The co-founders of the Provision Room invited local faith leaders to a farm-to-table dinner for Food Revolution Day, May 19, to discuss the importance of “real” food and the need for churches to be included in providing sustainable nutrition.
“The Provision Room is a website started by Kristina Evans and myself,” said co-founder Daja Gombojav. “It started back in December to get our families prepared for life’s happenings. Not just emergencies, not just the end of the world, but also being prepared for anything from an illness to someone being out of work to a neighbor who needs a hand.”
Evans said the blog was to “start educating people [on] eating healthy, feeding our families real food and being prepared for life’s happenings.”
Evans and Gombojav focused on the issue of food security. According to the U.S. Department of Agriculture, 14.5% of households in 2010 were food insecure at least some part of the year.
“So we realized there’s a lot we need to do to raise awareness about real food, about sustainable practices, a food supply that’s safe and good for all of us,” Gombojav said.
Evans and Gombojav provided ideas of ways the churches could get involved. One was a 30-day fast food challenge when people give up fast food for 30 days.
“It’s an opportunity to create a conversation,” Evans said. She added the local community could ask, “How bad can 30 days be?”
The co-founders also encouraged the churches to create a community garden or even ask members of their congregation if they would mind if someone created a garden on their property. Evans has a garden at her home where she grows food for her own family.
Evans and Gombojav also suggested that the churches could hold a fruit and vegetable exchange. This way families who have extra fruit and vegetables could share their extras with the congregation and people who are hungry so no food went to waste.

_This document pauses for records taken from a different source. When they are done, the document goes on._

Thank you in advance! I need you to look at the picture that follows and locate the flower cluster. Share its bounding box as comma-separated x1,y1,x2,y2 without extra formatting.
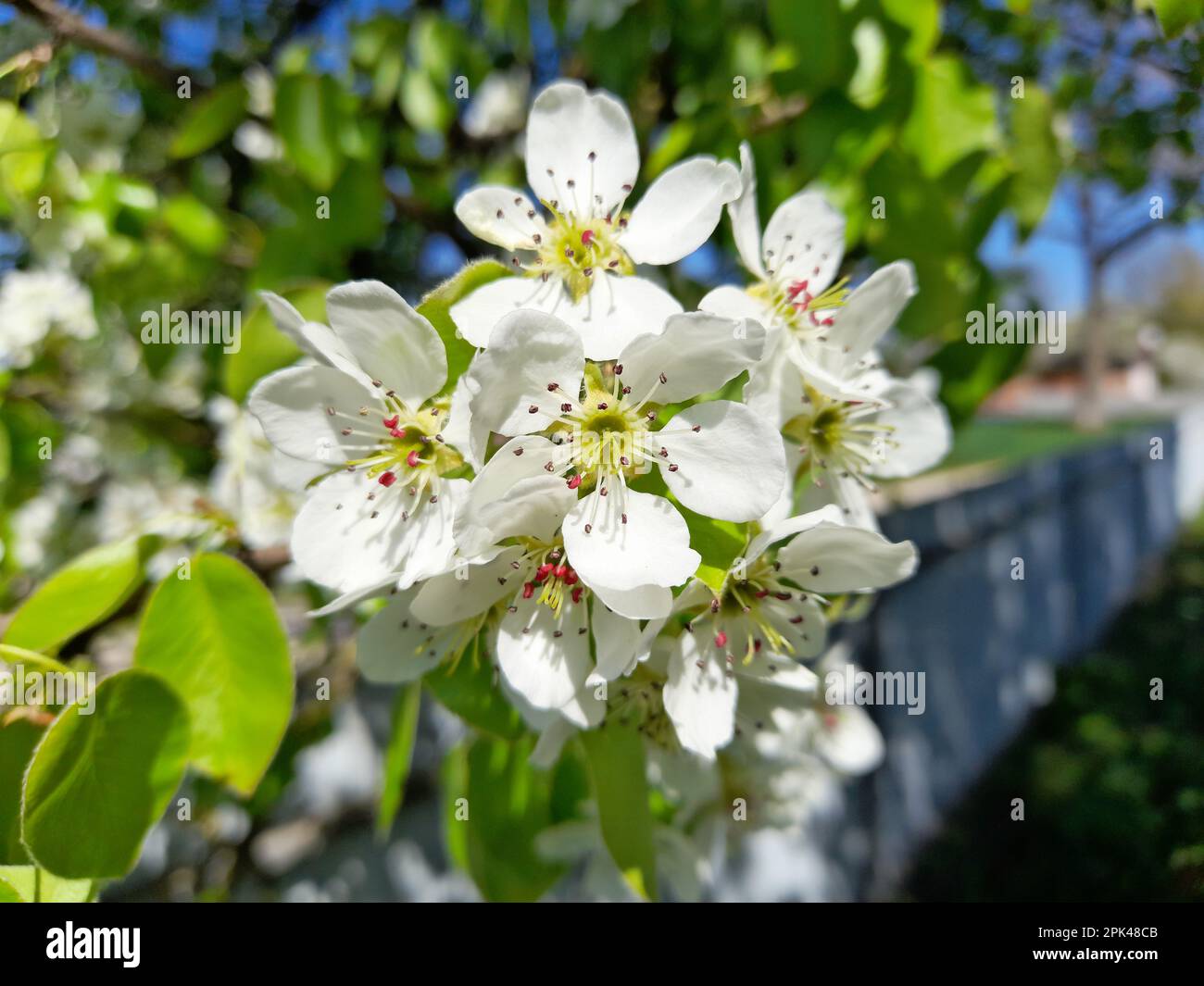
249,81,947,784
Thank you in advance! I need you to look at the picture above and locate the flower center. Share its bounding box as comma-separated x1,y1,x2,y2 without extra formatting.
685,556,809,667
548,364,675,496
747,275,850,342
326,381,464,520
525,202,635,301
782,385,897,478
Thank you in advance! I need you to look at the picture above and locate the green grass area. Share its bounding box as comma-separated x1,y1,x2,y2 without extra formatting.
903,524,1204,902
939,419,1136,469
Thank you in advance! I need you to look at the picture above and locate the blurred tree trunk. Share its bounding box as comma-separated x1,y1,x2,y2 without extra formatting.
1074,181,1108,431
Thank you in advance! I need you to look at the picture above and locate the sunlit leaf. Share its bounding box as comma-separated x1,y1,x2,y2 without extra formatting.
133,555,293,794
169,80,247,157
582,721,657,898
4,538,142,651
21,669,189,879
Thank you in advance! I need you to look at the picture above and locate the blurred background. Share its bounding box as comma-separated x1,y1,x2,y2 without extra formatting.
0,0,1204,901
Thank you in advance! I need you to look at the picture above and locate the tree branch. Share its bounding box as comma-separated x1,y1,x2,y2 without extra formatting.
11,0,180,87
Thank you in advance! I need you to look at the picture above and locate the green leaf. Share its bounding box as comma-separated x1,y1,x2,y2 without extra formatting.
902,56,997,178
582,721,657,899
163,195,226,256
418,259,510,388
221,283,328,402
276,75,344,192
448,737,563,901
0,866,96,905
400,71,453,133
169,80,247,157
1152,0,1204,37
1011,85,1062,236
377,681,422,838
21,669,188,879
133,555,293,794
422,654,526,739
0,718,43,863
4,538,142,650
678,505,746,593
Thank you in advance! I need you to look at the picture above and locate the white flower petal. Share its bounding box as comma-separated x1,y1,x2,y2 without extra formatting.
762,192,844,295
814,705,886,777
591,585,673,620
259,292,370,384
744,505,842,562
455,434,577,557
247,366,384,468
356,593,458,685
778,521,919,593
326,281,448,409
761,593,827,658
409,545,522,626
562,489,702,591
527,715,578,770
306,574,397,618
798,469,879,530
698,284,774,329
619,156,741,264
828,260,918,366
619,312,765,405
455,185,546,250
470,308,585,434
442,364,489,472
873,381,952,480
744,331,804,429
727,141,765,278
651,401,786,521
555,274,682,360
526,81,639,217
449,277,551,349
292,470,469,593
663,633,735,760
497,590,593,709
590,590,645,681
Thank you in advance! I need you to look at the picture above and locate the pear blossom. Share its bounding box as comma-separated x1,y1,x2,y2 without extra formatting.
457,309,785,618
208,396,322,548
699,144,951,528
346,486,639,730
452,81,741,360
665,506,916,760
248,281,469,593
0,269,96,368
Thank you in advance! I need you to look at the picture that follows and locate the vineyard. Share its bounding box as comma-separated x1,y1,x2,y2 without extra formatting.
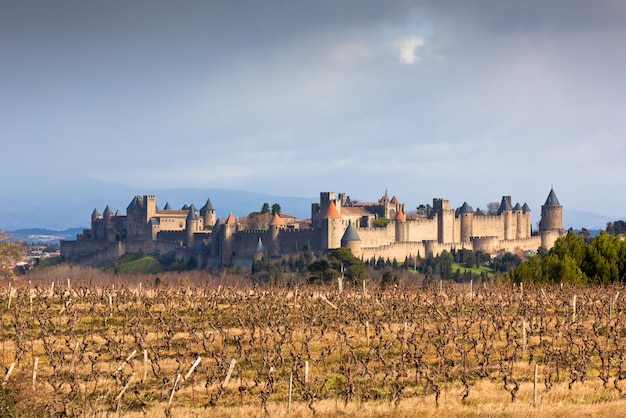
0,268,626,416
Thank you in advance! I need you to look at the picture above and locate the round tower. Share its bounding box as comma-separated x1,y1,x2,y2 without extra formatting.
269,213,287,256
102,205,115,242
341,221,362,257
200,199,216,229
185,203,200,248
459,202,474,242
220,213,237,267
498,196,515,240
322,200,344,250
91,208,104,238
395,208,409,242
539,189,563,232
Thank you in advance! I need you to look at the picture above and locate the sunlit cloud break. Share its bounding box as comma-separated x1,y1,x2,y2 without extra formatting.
393,36,424,64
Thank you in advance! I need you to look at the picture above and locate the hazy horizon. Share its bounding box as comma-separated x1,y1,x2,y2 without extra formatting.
0,0,626,221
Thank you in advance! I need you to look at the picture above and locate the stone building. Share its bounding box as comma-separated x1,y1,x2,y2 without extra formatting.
61,190,565,269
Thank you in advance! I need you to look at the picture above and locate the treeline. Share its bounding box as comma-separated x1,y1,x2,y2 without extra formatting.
513,230,626,285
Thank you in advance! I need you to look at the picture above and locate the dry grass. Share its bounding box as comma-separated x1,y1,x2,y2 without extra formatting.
112,382,626,418
0,266,626,417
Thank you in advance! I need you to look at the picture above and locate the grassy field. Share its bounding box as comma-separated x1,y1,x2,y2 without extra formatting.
0,266,626,417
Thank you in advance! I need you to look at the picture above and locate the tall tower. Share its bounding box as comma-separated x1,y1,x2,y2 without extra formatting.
433,198,454,244
498,196,515,240
269,213,287,256
395,208,408,242
539,189,563,232
200,199,216,229
322,200,344,250
220,213,237,266
459,202,474,242
341,221,362,257
185,203,201,248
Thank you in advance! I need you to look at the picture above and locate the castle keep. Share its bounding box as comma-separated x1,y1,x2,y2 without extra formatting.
61,190,565,269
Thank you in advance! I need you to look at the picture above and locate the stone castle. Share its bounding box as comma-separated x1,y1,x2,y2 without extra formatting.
61,189,565,269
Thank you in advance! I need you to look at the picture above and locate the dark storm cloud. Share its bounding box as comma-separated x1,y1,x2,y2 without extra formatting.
0,1,626,216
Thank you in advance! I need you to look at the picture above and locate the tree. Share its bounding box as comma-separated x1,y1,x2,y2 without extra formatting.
272,203,281,216
0,229,24,278
328,248,367,293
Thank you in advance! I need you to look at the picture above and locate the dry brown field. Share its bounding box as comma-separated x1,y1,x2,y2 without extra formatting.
0,266,626,417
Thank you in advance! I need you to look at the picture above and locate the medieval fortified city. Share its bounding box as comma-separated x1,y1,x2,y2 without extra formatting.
61,189,565,270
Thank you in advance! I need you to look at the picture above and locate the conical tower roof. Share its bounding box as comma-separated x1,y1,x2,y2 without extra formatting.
459,202,474,214
324,200,341,219
270,213,287,226
544,189,561,206
200,199,215,213
187,203,199,221
103,205,113,216
341,221,361,244
254,237,265,253
224,212,237,225
126,195,143,210
498,197,513,214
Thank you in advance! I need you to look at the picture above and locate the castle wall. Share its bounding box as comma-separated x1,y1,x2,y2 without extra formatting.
472,215,504,239
356,222,396,248
354,242,426,262
407,218,438,241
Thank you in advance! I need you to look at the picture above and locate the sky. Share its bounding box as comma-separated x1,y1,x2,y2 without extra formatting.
0,0,626,216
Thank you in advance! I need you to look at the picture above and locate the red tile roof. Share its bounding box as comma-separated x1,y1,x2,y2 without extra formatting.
324,200,341,219
270,214,287,226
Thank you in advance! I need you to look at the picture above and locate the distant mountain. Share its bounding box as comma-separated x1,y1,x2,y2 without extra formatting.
0,182,318,230
0,178,626,235
563,208,626,230
11,228,83,244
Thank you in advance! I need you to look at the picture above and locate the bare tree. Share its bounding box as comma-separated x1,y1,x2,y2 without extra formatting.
0,229,24,278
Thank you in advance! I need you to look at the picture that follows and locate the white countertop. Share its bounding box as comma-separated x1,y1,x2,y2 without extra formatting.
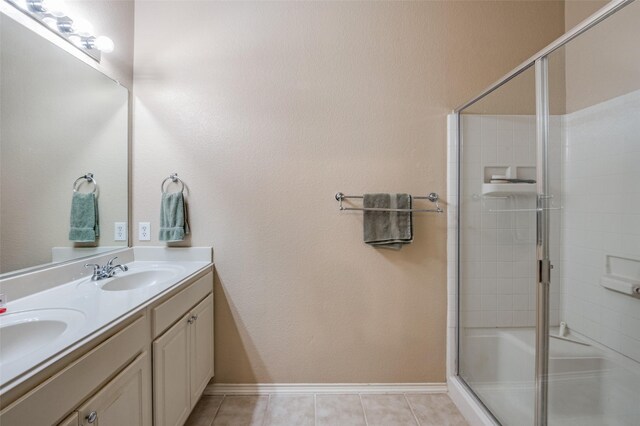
0,261,212,393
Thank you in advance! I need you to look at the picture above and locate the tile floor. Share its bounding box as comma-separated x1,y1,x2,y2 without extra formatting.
186,394,467,426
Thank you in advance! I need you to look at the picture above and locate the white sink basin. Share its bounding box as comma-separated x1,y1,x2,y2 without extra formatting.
98,267,181,291
0,309,85,364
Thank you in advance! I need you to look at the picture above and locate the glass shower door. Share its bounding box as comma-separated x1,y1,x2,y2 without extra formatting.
458,66,537,425
547,2,640,426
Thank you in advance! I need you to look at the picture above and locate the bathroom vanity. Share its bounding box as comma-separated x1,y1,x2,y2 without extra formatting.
0,248,213,426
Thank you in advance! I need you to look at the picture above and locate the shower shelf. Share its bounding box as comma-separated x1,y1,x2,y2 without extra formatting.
482,183,537,195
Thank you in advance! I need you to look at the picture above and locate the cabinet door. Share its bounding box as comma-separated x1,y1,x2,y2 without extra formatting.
153,313,191,426
58,411,80,426
190,294,213,407
78,352,151,426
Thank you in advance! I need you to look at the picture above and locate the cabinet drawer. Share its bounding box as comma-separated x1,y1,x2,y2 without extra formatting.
151,272,213,338
0,317,149,426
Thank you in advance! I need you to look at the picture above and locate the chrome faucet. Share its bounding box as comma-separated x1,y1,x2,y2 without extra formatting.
84,256,129,281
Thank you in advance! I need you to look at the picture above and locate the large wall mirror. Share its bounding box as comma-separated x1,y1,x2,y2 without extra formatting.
0,14,129,277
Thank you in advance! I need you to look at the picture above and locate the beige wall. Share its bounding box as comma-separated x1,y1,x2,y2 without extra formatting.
133,1,564,383
564,1,640,113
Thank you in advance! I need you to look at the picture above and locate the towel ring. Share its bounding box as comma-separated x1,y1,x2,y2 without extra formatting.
73,173,98,194
160,173,184,194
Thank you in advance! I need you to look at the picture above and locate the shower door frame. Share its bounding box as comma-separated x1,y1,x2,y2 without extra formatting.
453,0,635,426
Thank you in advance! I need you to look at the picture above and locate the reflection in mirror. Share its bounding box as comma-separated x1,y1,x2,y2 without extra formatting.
0,14,129,275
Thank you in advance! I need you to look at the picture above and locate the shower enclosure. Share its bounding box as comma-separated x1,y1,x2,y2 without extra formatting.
450,1,640,426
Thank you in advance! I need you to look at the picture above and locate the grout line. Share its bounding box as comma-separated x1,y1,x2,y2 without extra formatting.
402,393,420,426
313,393,318,425
358,393,369,426
262,394,271,426
209,395,227,426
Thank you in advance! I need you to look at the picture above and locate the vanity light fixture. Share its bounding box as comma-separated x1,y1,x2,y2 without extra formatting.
9,0,114,62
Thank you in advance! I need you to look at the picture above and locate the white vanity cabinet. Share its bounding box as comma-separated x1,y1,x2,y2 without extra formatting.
0,268,213,426
78,352,151,426
152,274,213,426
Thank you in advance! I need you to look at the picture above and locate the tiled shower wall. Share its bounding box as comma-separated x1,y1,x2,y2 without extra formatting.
460,115,561,327
562,91,640,361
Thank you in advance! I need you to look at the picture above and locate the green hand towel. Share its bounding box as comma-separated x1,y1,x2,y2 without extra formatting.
363,194,413,250
160,192,189,241
69,192,100,242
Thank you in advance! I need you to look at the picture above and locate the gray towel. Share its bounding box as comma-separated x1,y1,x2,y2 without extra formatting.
69,192,100,242
363,194,413,250
160,192,189,241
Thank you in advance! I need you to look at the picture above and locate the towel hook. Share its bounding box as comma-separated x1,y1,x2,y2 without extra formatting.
73,172,98,194
160,173,184,194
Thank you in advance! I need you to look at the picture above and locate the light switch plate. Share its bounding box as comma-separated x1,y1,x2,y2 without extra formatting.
113,222,127,241
138,222,151,241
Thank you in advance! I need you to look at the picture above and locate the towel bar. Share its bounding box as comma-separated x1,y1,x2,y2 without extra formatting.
335,192,444,213
73,173,98,194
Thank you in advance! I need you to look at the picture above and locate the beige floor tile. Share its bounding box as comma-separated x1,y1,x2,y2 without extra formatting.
213,395,269,426
185,395,224,426
362,395,416,426
407,393,467,426
316,395,366,426
264,395,315,426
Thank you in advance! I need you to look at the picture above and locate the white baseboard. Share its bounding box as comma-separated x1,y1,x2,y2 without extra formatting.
447,376,498,426
204,383,447,395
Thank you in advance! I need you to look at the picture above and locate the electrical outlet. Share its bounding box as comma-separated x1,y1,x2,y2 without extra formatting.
138,222,151,241
113,222,127,241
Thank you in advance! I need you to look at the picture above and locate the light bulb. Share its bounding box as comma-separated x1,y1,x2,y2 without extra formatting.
42,16,58,30
69,35,84,48
12,0,29,10
42,0,65,18
94,36,115,53
71,17,93,37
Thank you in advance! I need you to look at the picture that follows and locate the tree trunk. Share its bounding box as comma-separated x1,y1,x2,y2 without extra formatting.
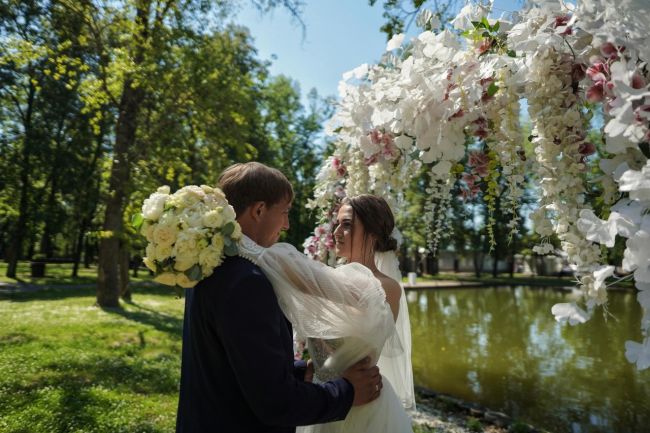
97,79,143,307
6,80,36,278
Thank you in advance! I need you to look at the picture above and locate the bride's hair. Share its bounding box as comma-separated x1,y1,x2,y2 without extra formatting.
342,194,397,252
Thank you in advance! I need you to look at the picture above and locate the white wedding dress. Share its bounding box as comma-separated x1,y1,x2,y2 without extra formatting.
239,236,415,433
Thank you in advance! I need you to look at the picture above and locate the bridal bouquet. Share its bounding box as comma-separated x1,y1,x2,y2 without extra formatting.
133,185,241,289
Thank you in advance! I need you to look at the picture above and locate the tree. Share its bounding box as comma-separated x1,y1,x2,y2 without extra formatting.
368,0,460,40
263,76,332,247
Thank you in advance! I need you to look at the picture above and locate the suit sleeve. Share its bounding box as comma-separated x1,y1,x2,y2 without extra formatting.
216,274,354,426
293,360,307,382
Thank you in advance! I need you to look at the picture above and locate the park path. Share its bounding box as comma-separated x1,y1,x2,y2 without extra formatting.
0,281,158,294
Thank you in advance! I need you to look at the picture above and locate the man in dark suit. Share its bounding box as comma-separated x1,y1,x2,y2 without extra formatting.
176,163,382,433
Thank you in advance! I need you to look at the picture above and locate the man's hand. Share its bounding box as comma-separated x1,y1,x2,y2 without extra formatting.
305,359,314,382
343,357,383,406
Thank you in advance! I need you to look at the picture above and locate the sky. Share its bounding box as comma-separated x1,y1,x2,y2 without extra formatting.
234,0,521,103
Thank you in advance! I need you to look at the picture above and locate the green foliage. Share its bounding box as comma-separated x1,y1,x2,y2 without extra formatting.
0,0,328,286
368,0,461,40
508,421,533,433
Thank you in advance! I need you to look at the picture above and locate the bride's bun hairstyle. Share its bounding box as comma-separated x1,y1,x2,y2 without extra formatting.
342,194,397,253
219,162,293,215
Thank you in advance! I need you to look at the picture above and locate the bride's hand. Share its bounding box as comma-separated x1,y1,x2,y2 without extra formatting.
305,359,314,382
343,356,383,406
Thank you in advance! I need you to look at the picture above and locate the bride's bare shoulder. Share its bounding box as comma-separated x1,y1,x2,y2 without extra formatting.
376,273,402,318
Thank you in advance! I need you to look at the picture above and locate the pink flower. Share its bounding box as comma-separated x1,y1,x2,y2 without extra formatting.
468,151,488,167
478,38,492,55
332,156,347,177
447,108,465,120
585,81,605,102
555,15,573,36
363,153,379,166
472,117,488,138
600,42,623,60
571,63,587,83
632,72,646,89
325,233,334,250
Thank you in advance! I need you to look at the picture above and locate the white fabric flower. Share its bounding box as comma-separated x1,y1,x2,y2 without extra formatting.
153,272,176,286
175,272,199,289
551,302,589,325
142,192,169,221
203,208,223,228
625,338,650,370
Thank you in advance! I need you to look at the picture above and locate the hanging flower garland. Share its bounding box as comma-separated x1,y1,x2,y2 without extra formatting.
305,0,650,369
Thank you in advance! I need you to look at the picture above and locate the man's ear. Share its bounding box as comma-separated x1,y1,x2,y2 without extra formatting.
248,201,266,221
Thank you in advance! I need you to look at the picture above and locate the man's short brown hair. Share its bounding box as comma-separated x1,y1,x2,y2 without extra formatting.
219,162,293,215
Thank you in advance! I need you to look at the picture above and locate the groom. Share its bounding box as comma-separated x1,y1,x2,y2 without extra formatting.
176,162,382,433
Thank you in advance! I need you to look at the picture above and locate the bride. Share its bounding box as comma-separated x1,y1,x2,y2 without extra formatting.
240,194,415,433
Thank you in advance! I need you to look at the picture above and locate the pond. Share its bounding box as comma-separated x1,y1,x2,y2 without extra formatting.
407,287,650,433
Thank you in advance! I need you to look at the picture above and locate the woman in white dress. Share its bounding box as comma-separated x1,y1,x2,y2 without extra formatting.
235,194,415,433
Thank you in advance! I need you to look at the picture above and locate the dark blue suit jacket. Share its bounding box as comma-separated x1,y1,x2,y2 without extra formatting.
176,257,354,433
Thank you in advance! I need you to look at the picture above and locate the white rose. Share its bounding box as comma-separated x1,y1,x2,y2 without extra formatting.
153,224,178,246
176,273,198,289
223,205,237,222
212,233,223,251
140,221,153,242
144,242,156,260
174,256,198,272
179,203,205,228
153,272,176,286
154,244,172,262
142,192,169,221
172,232,199,272
203,208,223,228
199,246,222,274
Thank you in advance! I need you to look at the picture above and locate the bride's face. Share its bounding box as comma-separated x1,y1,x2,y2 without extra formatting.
334,204,364,261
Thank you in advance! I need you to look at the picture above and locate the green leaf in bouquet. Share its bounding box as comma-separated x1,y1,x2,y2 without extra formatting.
131,213,144,231
488,83,499,96
185,264,203,281
223,243,239,257
161,257,174,271
221,221,235,236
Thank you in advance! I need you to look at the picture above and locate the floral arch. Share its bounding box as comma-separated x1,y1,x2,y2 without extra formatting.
305,0,650,369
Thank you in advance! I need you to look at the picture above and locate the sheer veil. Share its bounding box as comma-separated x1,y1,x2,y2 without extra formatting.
375,251,415,410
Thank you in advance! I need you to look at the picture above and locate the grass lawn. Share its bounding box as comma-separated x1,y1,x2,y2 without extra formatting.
0,261,151,285
0,288,184,433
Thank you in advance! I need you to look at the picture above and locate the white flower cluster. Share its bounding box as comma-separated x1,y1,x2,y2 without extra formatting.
137,185,241,289
310,0,650,368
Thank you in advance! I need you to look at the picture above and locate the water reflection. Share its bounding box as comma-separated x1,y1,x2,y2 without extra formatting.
407,287,650,433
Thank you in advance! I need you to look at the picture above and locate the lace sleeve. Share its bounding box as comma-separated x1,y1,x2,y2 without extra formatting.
256,243,398,364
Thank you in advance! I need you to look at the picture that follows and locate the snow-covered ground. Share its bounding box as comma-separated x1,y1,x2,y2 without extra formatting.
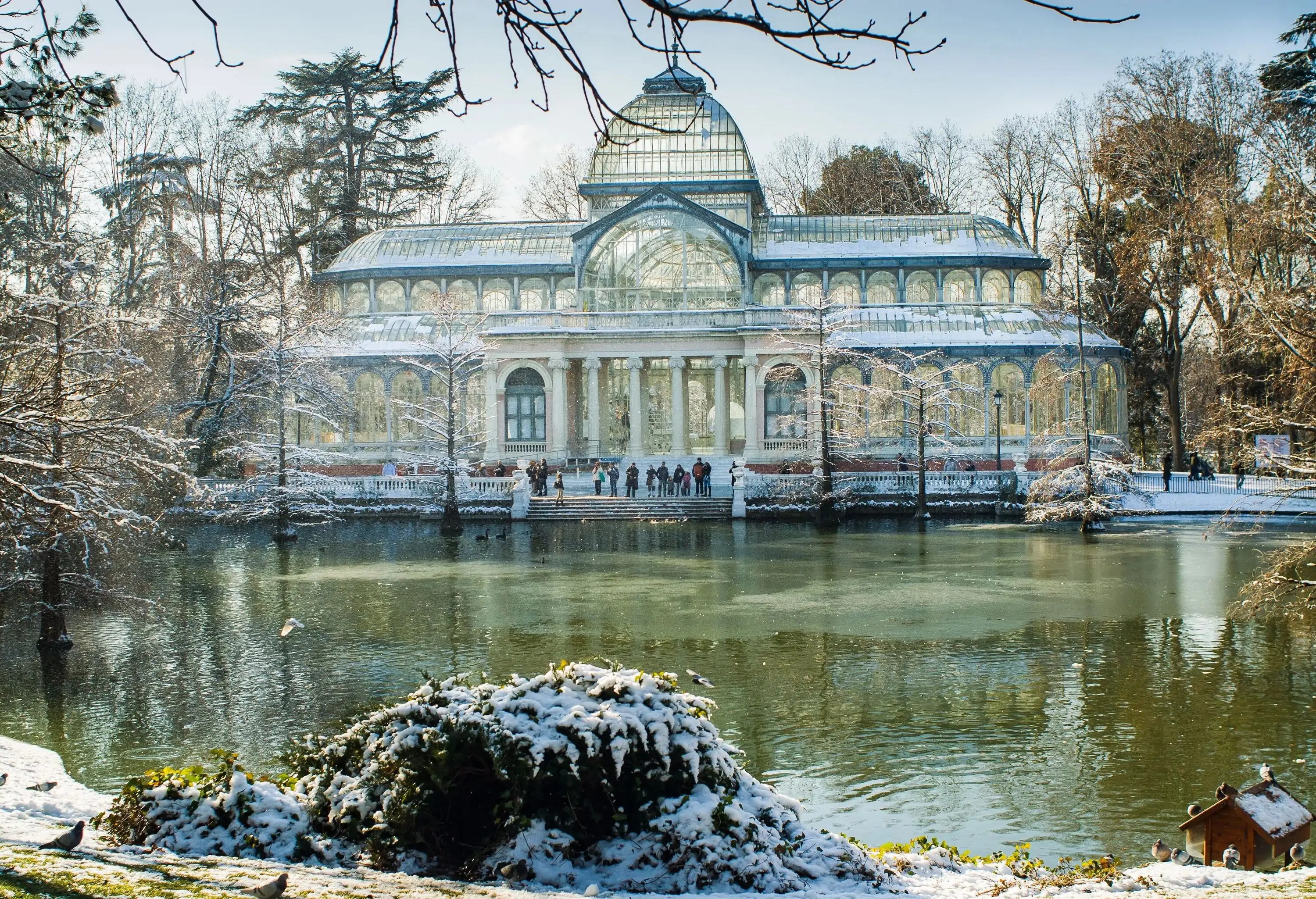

“For tonight, we’d like to bring awareness especially to our local churches and church families,” Evans said. “The church, being so integrated in the community, has a unique position to get the word out about sustainable food, about feeding families well.”
“I feel like the church is an important key,” Gombojav said. “Because the church is already so active in the community, they really have the pulse on where the need is. So that’s why we are gathering people to engage more fully in the conversation and come up with creative solutions.”
Evans and Gombojav encouraged church leaders to buy local coffee and buy biodegradable cups and use real dishes. They also asked the pastors to preach a series on taking care of the land. Finally they asked the leaders to start a group to go to the farmer’s market together, led by someone who knows what to purchase. After the farmer’s market, the congregation could go to a picnic.
“I’m a total believer of organic, sustainable and really educating the family and the individual about utilizing our yard and purchasing food. I think it’s great,” said Katherena Higashi, a member of a local church who attended the event.
“I was raised on a farm in Iowa and so the things they are trying to do [are] what I experienced growing up,” said Deborah Malouff who attends Hrock Church. “I love it and I think it’s the way we are meant to live and eat.”
All of the food at the dinner came from farms and food artisans within 100 miles. These artisans included Gunnar & Jakes Gourmet Foods, Farm Fresh Herbs, Leonardo e Roberto’s Gourmet Blends, Novy Ranches Grass-Fed Angus Beef and Cutie Pie That are also at the Saturday La Cañada farmer’s market on Foothill Boulevard.